Getting a 20 year monopoly on key EV/battery tech will be worth an unimaginable sum.

I don't agree with Telsa's valuation, but I can appreciate why investors support them at their current price.


If it's so perfectly reasonable, they should be able to take out cheap loans to pay this new Elon salary.


Revenue is an instantaneous metric of a company where as Market Value is a reflection of sentiment integrated over time and relatively compared to competing options for capital (such as other stocks, bonds, even present vs future purchases if inflation is material).

They will always be quite disjoint when viewed with an single/small number of revenue data points.


How exactly would you propose Tesla address it? Put out a press release that says "you people are paying too much for our stock, stop it"?
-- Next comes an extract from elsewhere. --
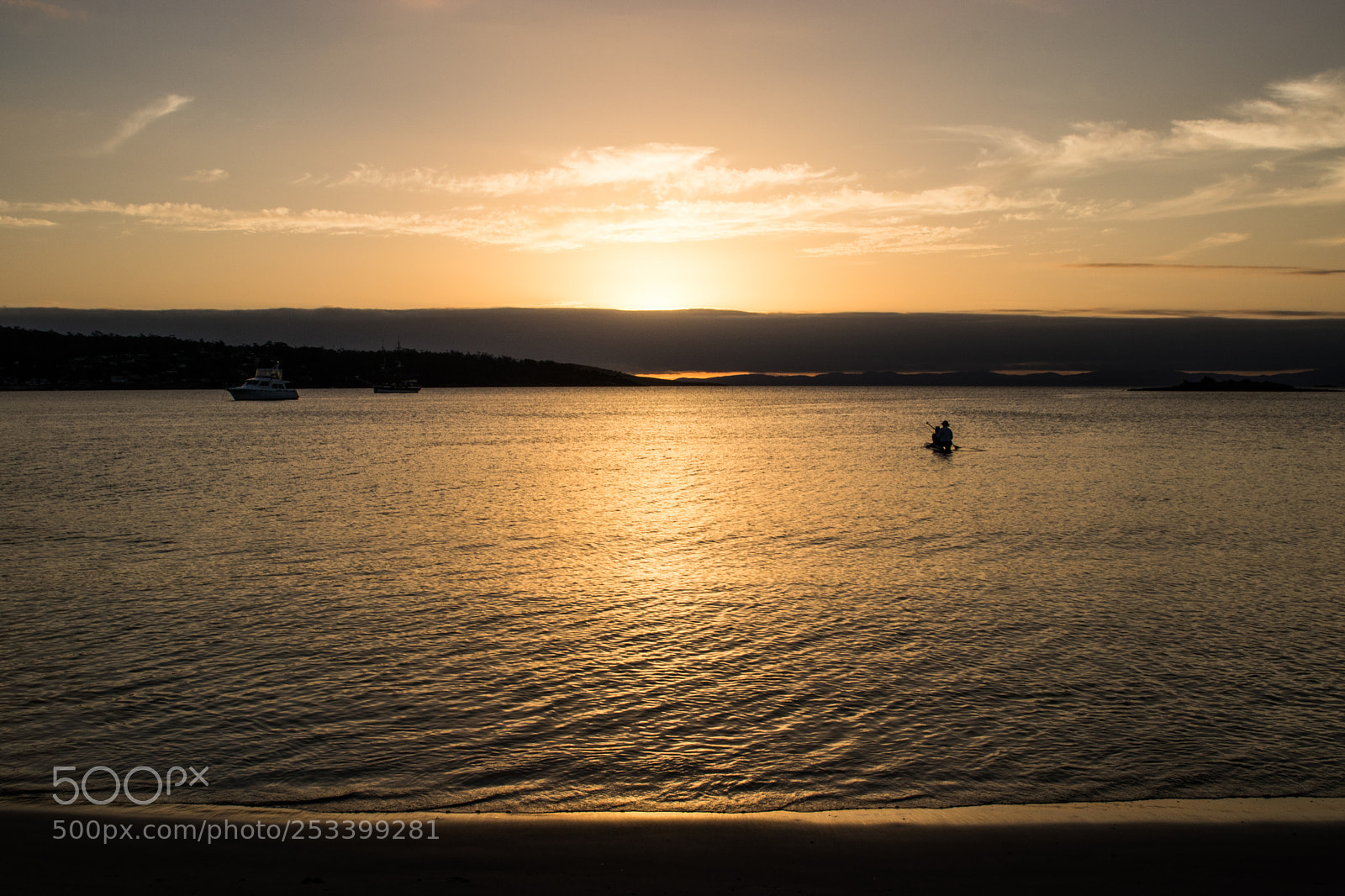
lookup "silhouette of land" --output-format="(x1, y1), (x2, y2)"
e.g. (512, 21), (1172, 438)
(0, 327), (647, 390)
(1131, 377), (1332, 392)
(0, 327), (1345, 392)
How would they “address” that? It’s outside of their control


I think what most people want is for billionaires to pay their true rate of income instead of artificially low percentages because they have access to financial instruments that most don't.


Would SpaceX even exist if this law had been in place? Serious question. Let's think this through.

Also what if it had been in place during the dotcom boom and bust?


jesus christ, yes. Elon didn't become a billionaire including assets until 2012, well after nasa awarded them the cargo contract and two years after Falcon 9 started launching. Before that, he was barely a millionaire after PayPal and his investments in Tesla and SpaceX. This tax wouldn't have affected him at all until both SpaceX and Tesla were relatively healthy with both Falcon 9 and Model S.

There's a reason CEO's at this level take $1 in salary.